A slow but steady return of CQ-susceptible P. falciparum malaria has been reported in malarious areas where use of CQ was previously discontinued because of resistance [13–16]. This fact, combined with studies indicating that many cases of imported malaria in travelers are still responsive to CQ [8, 17, 18], suggests that a rapid assay, such as the one we describe, could be used to determine whether CQ would be effective in the treatment of uncomplicated malaria. However, this assay needs additional clinical and field validation, especially in low-prevalence populations, to more fully define its performance characteristics. Furthermore, it is possible that this assay may miss a CQ-resistant parasite subpopulation that causes only a minor proportion of initial infections. Therefore, we do not advocate the use of CQ as therapy for P. falciparum malaria in travelers returning from the majority of malaria-endemic areas. Even in the presence of the CQ-susceptible allele, the current standard of care would support combining CQ with a second agent to avoid the emergence of resistance [41].
In summary, we describe a rapid, real-time PCR assay for the diagnosis of P. falciparum malaria in febrile returned travelers. This assay is sensitive and specific for the detection of P. falciparum malaria and the key K76T mutation in pfcrt associated with CQ resistance, compared with nested PCR-RFLP analysis and sequencing, as the molecular reference standard. The assay is automated, standardized, manufactured according to Good Manufacturing Practices, and suitable for use in routine clinical diagnostics laboratories. Although the relatively high cost of real-time PCR technology may preclude its use in resource-poor clinics, its performance characteristics, combined with its rapid results, suggest that it may be a useful diagnostic adjunct in developed countries.

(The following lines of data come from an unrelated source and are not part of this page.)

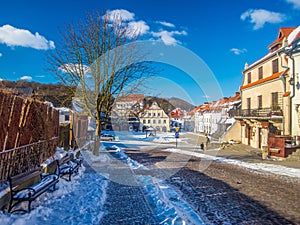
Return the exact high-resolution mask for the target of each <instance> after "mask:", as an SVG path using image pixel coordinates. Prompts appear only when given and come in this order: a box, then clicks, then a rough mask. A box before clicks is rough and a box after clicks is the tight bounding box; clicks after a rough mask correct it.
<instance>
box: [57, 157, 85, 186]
mask: <svg viewBox="0 0 300 225" xmlns="http://www.w3.org/2000/svg"><path fill="white" fill-rule="evenodd" d="M57 163H58V171H59V176H60V177H61V178H64V176H66V175H68V179H66V180H68V181H71V177H72V175H73V174H78V170H79V167H80V166H81V164H82V160H81V159H76V158H74V157H73V156H72V155H69V154H67V155H65V156H64V157H63V158H61V159H59V160H57Z"/></svg>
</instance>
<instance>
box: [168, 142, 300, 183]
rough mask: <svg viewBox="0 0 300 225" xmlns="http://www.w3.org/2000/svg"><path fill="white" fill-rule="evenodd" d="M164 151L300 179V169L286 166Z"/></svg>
mask: <svg viewBox="0 0 300 225" xmlns="http://www.w3.org/2000/svg"><path fill="white" fill-rule="evenodd" d="M164 151H169V152H174V153H180V154H185V155H190V156H195V157H199V158H204V159H207V160H212V161H218V162H224V163H230V164H234V165H238V166H242V167H245V168H248V169H251V170H254V171H257V172H262V173H272V174H277V175H283V176H289V177H293V178H300V169H296V168H290V167H285V166H280V165H275V164H267V163H248V162H243V161H240V160H235V159H226V158H221V157H216V156H210V155H205V154H202V153H199V152H192V151H186V150H182V149H174V148H170V149H165V150H164Z"/></svg>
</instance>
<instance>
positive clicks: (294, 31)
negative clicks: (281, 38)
mask: <svg viewBox="0 0 300 225" xmlns="http://www.w3.org/2000/svg"><path fill="white" fill-rule="evenodd" d="M299 33H300V26H298V27H297V28H296V29H295V30H293V31H292V33H290V35H289V36H288V38H287V40H288V45H290V44H292V42H293V41H294V40H295V39H296V37H297V35H298V34H299Z"/></svg>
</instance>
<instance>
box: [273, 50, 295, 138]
mask: <svg viewBox="0 0 300 225" xmlns="http://www.w3.org/2000/svg"><path fill="white" fill-rule="evenodd" d="M276 55H277V56H278V58H279V59H280V66H281V67H282V68H285V71H284V72H283V74H282V75H280V77H279V79H280V80H281V81H282V83H283V91H284V93H285V92H286V80H285V78H284V75H285V73H286V72H287V71H288V69H289V67H288V66H285V65H283V63H282V58H281V56H280V55H279V53H278V52H277V53H276ZM290 105H291V99H290ZM289 114H290V115H289V116H290V121H292V118H291V110H290V113H289ZM291 124H292V123H290V134H291V133H292V132H291V130H292V128H291V127H292V126H291ZM284 126H285V122H284V118H283V120H282V127H283V135H285V132H284V131H285V128H284Z"/></svg>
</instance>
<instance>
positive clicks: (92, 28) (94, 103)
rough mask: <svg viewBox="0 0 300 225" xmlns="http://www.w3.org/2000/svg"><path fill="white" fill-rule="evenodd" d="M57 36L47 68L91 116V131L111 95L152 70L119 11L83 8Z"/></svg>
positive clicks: (136, 35)
mask: <svg viewBox="0 0 300 225" xmlns="http://www.w3.org/2000/svg"><path fill="white" fill-rule="evenodd" d="M60 35H61V40H60V42H59V43H58V44H57V46H56V48H55V50H53V51H52V52H51V53H50V54H49V56H48V58H47V59H48V64H49V65H50V70H51V71H52V72H53V73H55V74H56V76H57V77H58V78H59V80H60V81H61V82H62V83H63V84H65V85H66V86H68V87H71V88H70V90H71V91H73V92H74V90H75V89H74V87H75V86H76V87H77V88H76V93H75V92H74V93H73V94H74V96H75V99H76V101H77V102H78V104H79V105H80V107H81V108H83V109H84V111H85V112H86V113H87V114H88V115H89V116H90V117H92V118H93V119H95V121H96V125H97V127H96V137H97V136H99V135H100V133H101V130H102V125H103V123H104V122H105V121H107V119H108V117H109V115H110V112H111V110H112V107H113V104H114V100H115V99H116V98H117V97H118V96H119V95H120V94H123V95H124V93H125V92H131V90H136V87H137V86H138V85H139V84H140V83H141V81H142V80H143V79H145V78H147V77H149V76H151V75H152V74H153V73H154V72H153V71H154V70H153V68H151V62H146V61H144V60H143V59H144V58H145V57H146V55H147V54H146V53H145V51H144V49H142V47H141V45H137V44H136V41H137V39H138V37H139V30H138V29H135V30H134V29H132V28H131V27H130V26H128V24H127V23H126V21H123V20H122V17H121V16H118V15H115V16H114V17H113V18H111V15H109V14H107V12H105V13H104V14H103V16H102V15H101V14H100V13H99V12H96V13H89V14H87V17H86V19H85V20H82V21H80V22H79V23H78V24H76V25H73V24H70V25H67V26H66V27H65V28H64V29H63V30H62V31H60Z"/></svg>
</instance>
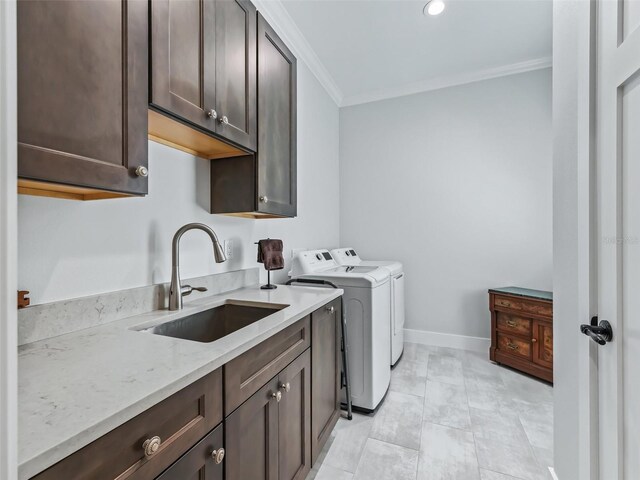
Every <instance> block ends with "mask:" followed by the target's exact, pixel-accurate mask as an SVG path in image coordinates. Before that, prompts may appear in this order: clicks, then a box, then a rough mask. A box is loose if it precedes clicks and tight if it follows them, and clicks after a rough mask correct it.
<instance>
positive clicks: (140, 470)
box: [34, 369, 222, 480]
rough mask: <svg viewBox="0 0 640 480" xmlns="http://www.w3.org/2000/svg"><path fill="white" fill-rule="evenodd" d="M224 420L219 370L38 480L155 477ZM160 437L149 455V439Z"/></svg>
mask: <svg viewBox="0 0 640 480" xmlns="http://www.w3.org/2000/svg"><path fill="white" fill-rule="evenodd" d="M221 421H222V372H221V369H218V370H216V371H214V372H212V373H211V374H209V375H207V376H206V377H204V378H202V379H201V380H198V381H196V382H194V383H192V384H191V385H189V386H188V387H186V388H184V389H182V390H180V391H179V392H178V393H176V394H174V395H172V396H171V397H169V398H167V399H166V400H164V401H162V402H160V403H159V404H157V405H156V406H154V407H151V408H150V409H149V410H147V411H146V412H143V413H141V414H140V415H138V416H137V417H135V418H133V419H131V420H129V421H128V422H127V423H125V424H123V425H121V426H120V427H118V428H116V429H115V430H112V431H111V432H109V433H107V434H106V435H104V436H103V437H100V438H99V439H98V440H96V441H95V442H93V443H90V444H89V445H87V446H86V447H84V448H83V449H81V450H79V451H77V452H76V453H74V454H73V455H71V456H69V457H67V458H65V459H64V460H62V461H60V462H58V463H57V464H55V465H54V466H52V467H51V468H49V469H48V470H45V471H44V472H43V473H41V474H39V475H37V476H36V477H34V478H35V479H37V480H60V479H65V480H80V479H87V478H96V479H98V478H99V479H101V480H112V479H115V478H117V479H118V480H125V479H126V480H134V479H135V480H143V479H145V480H146V479H149V478H155V477H156V476H157V475H159V474H160V473H161V472H162V471H163V470H165V469H166V468H167V467H168V466H169V465H171V464H172V463H173V462H175V461H176V460H177V459H178V458H180V456H182V455H183V454H184V453H185V452H186V451H188V450H189V449H190V448H191V447H192V446H193V445H194V444H195V443H196V442H197V441H198V440H199V439H201V438H202V437H204V436H205V435H206V433H207V432H209V431H211V429H212V428H213V427H215V426H216V425H217V424H219V423H220V422H221ZM154 436H158V437H160V440H161V443H160V447H159V449H158V450H157V451H156V453H155V454H153V455H152V456H150V457H148V458H147V457H145V451H144V447H143V444H144V442H145V440H146V439H151V438H153V437H154Z"/></svg>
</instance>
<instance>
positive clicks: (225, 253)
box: [223, 240, 233, 260]
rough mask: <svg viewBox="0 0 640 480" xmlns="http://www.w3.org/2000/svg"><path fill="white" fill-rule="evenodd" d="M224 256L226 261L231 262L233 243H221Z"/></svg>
mask: <svg viewBox="0 0 640 480" xmlns="http://www.w3.org/2000/svg"><path fill="white" fill-rule="evenodd" d="M223 247H224V254H225V255H226V256H227V260H231V259H232V258H233V241H232V240H225V241H224V243H223Z"/></svg>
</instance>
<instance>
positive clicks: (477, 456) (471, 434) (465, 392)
mask: <svg viewBox="0 0 640 480" xmlns="http://www.w3.org/2000/svg"><path fill="white" fill-rule="evenodd" d="M462 379H463V382H464V394H465V396H466V397H467V411H468V412H469V426H470V427H471V436H472V437H473V449H474V450H475V452H476V468H477V469H478V479H481V478H482V472H480V456H479V455H478V442H476V434H475V433H474V432H473V420H471V404H470V403H469V389H468V388H467V377H466V375H465V374H464V370H463V372H462Z"/></svg>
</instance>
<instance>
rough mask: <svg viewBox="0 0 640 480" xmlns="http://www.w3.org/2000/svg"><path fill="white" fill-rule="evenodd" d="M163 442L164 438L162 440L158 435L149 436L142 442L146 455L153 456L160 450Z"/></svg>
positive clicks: (145, 456) (145, 454) (142, 444)
mask: <svg viewBox="0 0 640 480" xmlns="http://www.w3.org/2000/svg"><path fill="white" fill-rule="evenodd" d="M161 443H162V440H160V437H158V436H155V437H151V438H147V439H146V440H145V441H144V443H143V444H142V449H143V450H144V456H145V457H147V458H149V457H153V456H154V455H155V454H156V453H157V452H158V449H159V448H160V444H161Z"/></svg>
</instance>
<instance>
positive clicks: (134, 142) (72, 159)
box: [17, 0, 148, 200]
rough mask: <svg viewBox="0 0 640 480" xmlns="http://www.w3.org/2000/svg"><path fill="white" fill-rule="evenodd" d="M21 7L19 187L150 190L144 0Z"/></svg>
mask: <svg viewBox="0 0 640 480" xmlns="http://www.w3.org/2000/svg"><path fill="white" fill-rule="evenodd" d="M17 14H18V16H17V17H18V18H17V20H18V21H17V30H18V57H17V58H18V176H19V182H18V188H19V192H20V193H26V194H34V195H45V196H54V197H62V198H73V199H82V200H88V199H97V198H110V197H117V196H125V195H144V194H146V193H147V177H146V174H147V170H146V169H147V107H148V91H147V89H148V62H147V55H148V33H147V32H148V30H147V29H148V9H147V3H146V2H140V1H121V2H120V1H113V0H96V1H92V2H51V1H47V0H21V1H19V2H18V5H17Z"/></svg>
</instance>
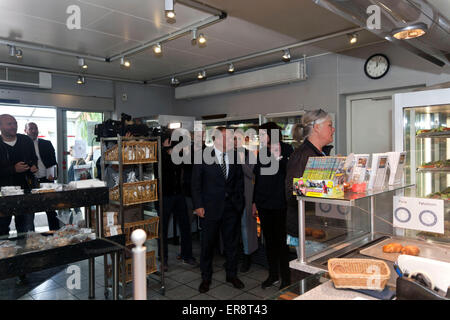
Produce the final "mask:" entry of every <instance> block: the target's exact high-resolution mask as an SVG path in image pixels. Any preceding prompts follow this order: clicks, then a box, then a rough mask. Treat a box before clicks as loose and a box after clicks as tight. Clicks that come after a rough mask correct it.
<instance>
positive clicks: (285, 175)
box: [253, 142, 294, 210]
mask: <svg viewBox="0 0 450 320" xmlns="http://www.w3.org/2000/svg"><path fill="white" fill-rule="evenodd" d="M280 145H281V156H282V158H281V159H280V160H279V161H278V160H275V159H274V158H273V157H272V156H271V155H270V153H269V152H268V150H267V148H263V149H261V150H260V154H261V152H262V153H263V154H265V155H269V156H271V157H272V159H271V160H272V161H278V171H277V172H276V173H275V174H274V175H262V174H261V168H269V167H270V166H271V164H270V163H268V164H265V165H264V164H262V163H261V161H260V157H259V155H258V160H257V163H256V165H255V168H254V169H253V173H254V174H255V187H254V192H253V203H255V204H256V208H258V210H259V209H266V210H275V209H285V208H286V197H285V191H284V187H285V179H286V166H287V163H288V160H289V157H290V156H291V154H292V152H293V151H294V150H293V149H292V147H291V146H290V145H288V144H286V143H283V142H280Z"/></svg>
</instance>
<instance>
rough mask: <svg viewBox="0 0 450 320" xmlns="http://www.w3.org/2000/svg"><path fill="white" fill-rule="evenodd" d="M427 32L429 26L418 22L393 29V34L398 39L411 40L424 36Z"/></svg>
mask: <svg viewBox="0 0 450 320" xmlns="http://www.w3.org/2000/svg"><path fill="white" fill-rule="evenodd" d="M425 33H427V26H426V24H424V23H418V24H414V25H410V26H407V27H403V28H400V29H395V30H392V33H391V34H392V35H393V37H394V38H396V39H398V40H409V39H414V38H418V37H421V36H423V35H424V34H425Z"/></svg>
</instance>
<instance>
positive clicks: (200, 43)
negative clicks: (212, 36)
mask: <svg viewBox="0 0 450 320" xmlns="http://www.w3.org/2000/svg"><path fill="white" fill-rule="evenodd" d="M198 43H199V44H205V43H206V38H205V36H204V35H203V33H200V34H199V35H198Z"/></svg>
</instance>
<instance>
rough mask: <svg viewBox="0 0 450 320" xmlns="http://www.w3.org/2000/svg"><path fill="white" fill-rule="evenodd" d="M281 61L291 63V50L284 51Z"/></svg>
mask: <svg viewBox="0 0 450 320" xmlns="http://www.w3.org/2000/svg"><path fill="white" fill-rule="evenodd" d="M281 59H283V61H284V62H289V61H291V53H290V52H289V49H286V50H284V54H283V56H282V57H281Z"/></svg>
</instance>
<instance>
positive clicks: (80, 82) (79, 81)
mask: <svg viewBox="0 0 450 320" xmlns="http://www.w3.org/2000/svg"><path fill="white" fill-rule="evenodd" d="M85 83H86V80H85V78H84V77H83V76H78V79H77V84H85Z"/></svg>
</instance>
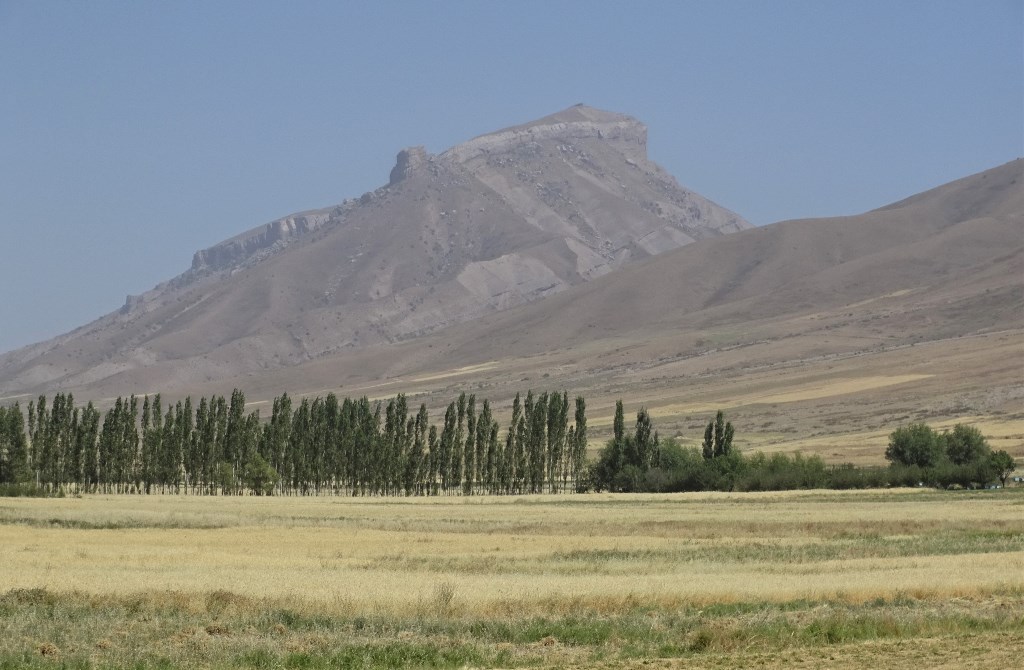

Financial support. Canadian Institutes of Health Research (MT-13701) to K.C.K., CIHR to K.C.K and G.F., and Genome Canada.
Potential conflicts of interest. R.S. is employed by Artus and helped to develop the assay and provided kits for evaluation. However, R.S. and Artus did not have a role in the design, conduct, or reporting of the study or in the decision to submit the manuscript for publication. G.F., K.Z., A.Z., and K.C.K.: no conflicts.